Pentaphlebia

Scientific classification
- Kingdom: Animalia
- Phylum: Arthropoda
- Clade: Pancrustacea
- Class: Insecta
- Order: Odonata
- Suborder: Zygoptera
- Superfamily: Tatocnemidoidea
- Family: Pentaphlebiidae Novelo-Gutiérrez, 1995
- Genus: Pentaphlebia Förster, 1909
- Species: Pentaphlebia gamblesi; Pentaphlebia mangana; Pentaphlebia stahli;

= Pentaphlebia =

Genus of damselflies

Pentaphlebia is the sole genus of damselflies in the family Pentaphlebiidae, one of three families in the superfamily Tatocnemidoidea. The genus occurs in tropical forests of west-central Africa and currently contains three described species.

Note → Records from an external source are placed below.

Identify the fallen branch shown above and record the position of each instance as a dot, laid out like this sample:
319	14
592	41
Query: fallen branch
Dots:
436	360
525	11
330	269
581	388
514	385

Species of Pentaphlebia are associated with forest streams and are characterised by their slender bodies, transparent wings and predominantly red to coral-red colouration. Pentaphlebiidae contains only the genus Pentaphlebia and is recognised as a distinct evolutionary lineage of damselflies.

== Description ==
Species of Pentaphlebia are medium-sized damselflies with slender bodies and transparent wings. In the original description of the genus, Förster noted the unusual arrangement of veins in the wings and the predominantly blood-red to coral-red colouration of the abdomen.

Adults are typically found resting on vegetation beside clear forest streams. The larvae possess distinctive abdominal gill tufts, a feature shared with only a few other damselfly lineages and important in the taxonomic history of the group.

== Distribution and habitat ==
Species of Pentaphlebia occur in tropical rainforest regions of west-central Africa. Adults are associated with clear forest streams, where they rest on vegetation along the stream margins.

==Family classification==
Förster described the genus Pentaphlebia in 1909 from specimens collected in Cameroon by the missionary Heinrich Stahl. For much of the twentieth century the genus was included in Amphipterygidae together with several geographically isolated genera from Central America, South America and Asia.

Novelo-Gutiérrez (1995) recognised that the larvae of Pentaphlebia and Rimanella share distinctive gill tufts that are unique among damselflies and grouped them together in the subfamily Pentaphlebiinae.

Subsequent morphological and molecular studies found little support for a close relationship among the genera traditionally included in Amphipterygidae. Modern classifications therefore recognise Pentaphlebiidae as a separate family containing only the genus Pentaphlebia.

In 2026, Carter and colleagues recognised Pentaphlebiidae, Protolestidae and Tatocnemididae as the superfamily Tatocnemidoidea, based on phylogenomic studies that resolved the three families as a distinct lineage of damselflies.

==Species==
The following species are currently placed in Pentaphlebia:
- Pentaphlebia gamblesi Parr, 1977
- Pentaphlebia mangana Dijkstra, Lambret & Mézière, 2015
- Pentaphlebia stahli Förster, 1909

== Etymology ==
The family name Pentaphlebiidae is derived from the type genus Pentaphlebia, with the standard zoological suffix -idae used for animal families.

The genus name Pentaphlebia is presumably derived from the Greek πέντε (pente, "five") and φλέψ (phleps, "vein"), referring to the unusually small number of cross-veins in the wings noted by Förster in the original description.

The species name stahli is an eponym honouring Heinrich Stahl, who collected the type specimens on which the genus was established.